Except for those pesky, untended, historical premises. Not to let a proficient of Bayes get past his premises is the sure way to cause him apoplexy, since Bayes is a premise-eating machine. Like any syllogistic process, it cannot burp out its unarguable conclusions otherwise. The result was that in an an overwhelmingly Evangelical-friendly audience of about 500 Floridians, the debate was scored 2 to 1 in my favour: Swinburne lost chiefly because of The Revd. Thomas Bayes.
And this is the trouble Richard Carrier will also need to confront, sooner or later. He will not solve the primary objections to the use of Bayes’s Law by telling people they don’t get it (many do), or that there are no other methods on the table (where did they go to?), or that all existing historicity criteria, to use a more familiar word in the lexicon he uses on his blog, are “fucked.”

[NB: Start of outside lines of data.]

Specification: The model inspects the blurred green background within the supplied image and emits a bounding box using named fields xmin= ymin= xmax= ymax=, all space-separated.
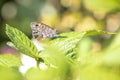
xmin=0 ymin=0 xmax=120 ymax=80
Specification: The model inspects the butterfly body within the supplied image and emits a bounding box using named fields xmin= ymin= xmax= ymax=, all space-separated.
xmin=31 ymin=22 xmax=57 ymax=39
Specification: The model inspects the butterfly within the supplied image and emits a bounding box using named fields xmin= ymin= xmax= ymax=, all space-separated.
xmin=30 ymin=22 xmax=57 ymax=40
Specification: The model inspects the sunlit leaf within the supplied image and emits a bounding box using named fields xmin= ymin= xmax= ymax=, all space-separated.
xmin=0 ymin=54 xmax=22 ymax=67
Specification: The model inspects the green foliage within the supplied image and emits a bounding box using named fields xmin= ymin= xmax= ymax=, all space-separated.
xmin=0 ymin=66 xmax=24 ymax=80
xmin=6 ymin=25 xmax=38 ymax=58
xmin=0 ymin=54 xmax=22 ymax=67
xmin=2 ymin=25 xmax=120 ymax=80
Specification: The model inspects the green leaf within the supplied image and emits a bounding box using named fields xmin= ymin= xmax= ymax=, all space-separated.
xmin=6 ymin=25 xmax=38 ymax=58
xmin=39 ymin=30 xmax=112 ymax=64
xmin=0 ymin=54 xmax=22 ymax=67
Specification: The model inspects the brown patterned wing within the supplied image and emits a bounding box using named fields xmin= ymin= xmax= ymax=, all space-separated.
xmin=31 ymin=22 xmax=57 ymax=39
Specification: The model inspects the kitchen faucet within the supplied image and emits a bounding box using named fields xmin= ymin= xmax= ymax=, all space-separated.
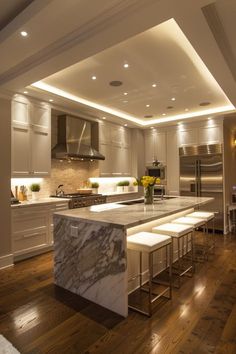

It is rationally (still a higher term than logically) impossible to use the existence of the world in which thinking about God takes place as the real-world condition that makes it possible to use cosmology as the real-world condition proving his existence. As Kant complained of Anselm’s ontology, existence is not essence. It is not argument either. The defeater in this case is history: God has one, in the sense that all ideas about God are historically generated and directly susceptible to historical description and analysis.
And he could learn a thing or two from Swinburne’s sad fate, which is adequately summarized in this blog review of the philosopher’s most extensive use of the Theorem in his 2003 book, The Resurrection of God Incarnate.
Using Bayesian probability and lashings of highfalutin’ mathematical jargon, Swinburne argues that “it [is] very probable indeed that God became incarnate in Jesus Christ who rose from the dead” (p. 214). His mathematical apologetics for the resurrection boils down to the following argument:
- The probability of God’s existence is one in two (since God either exists or doesn’t exist).
- The probability that God became incarnate is also one in two (since it either happened or it didn’t).
- The evidence for God’s existence is an argument for the resurrection.
- The chance of Christ’s resurrection not being reported by the gospels has a probability of one in 10.
- Considering all these factors together, there is a one in 1,000 chance that the resurrection is not true.
It’s almost impossible to parody this argument (since in order to parody it, you would have to imagine something sillier – a daunting task!). But let me try:
The probably that the moon is made of cheese is one in two (since it is either made of cheese or it isn’t);
the probability that this cheese is Camembert is also one in two (since it’s either camembert or it isn’t); and so on.
At any rate, while Carrier loads his debating machine with still more improbable premises, I am going on the hunt for those missing historicity criteria. They must be here someplace. I do wish children would put things back where they found them.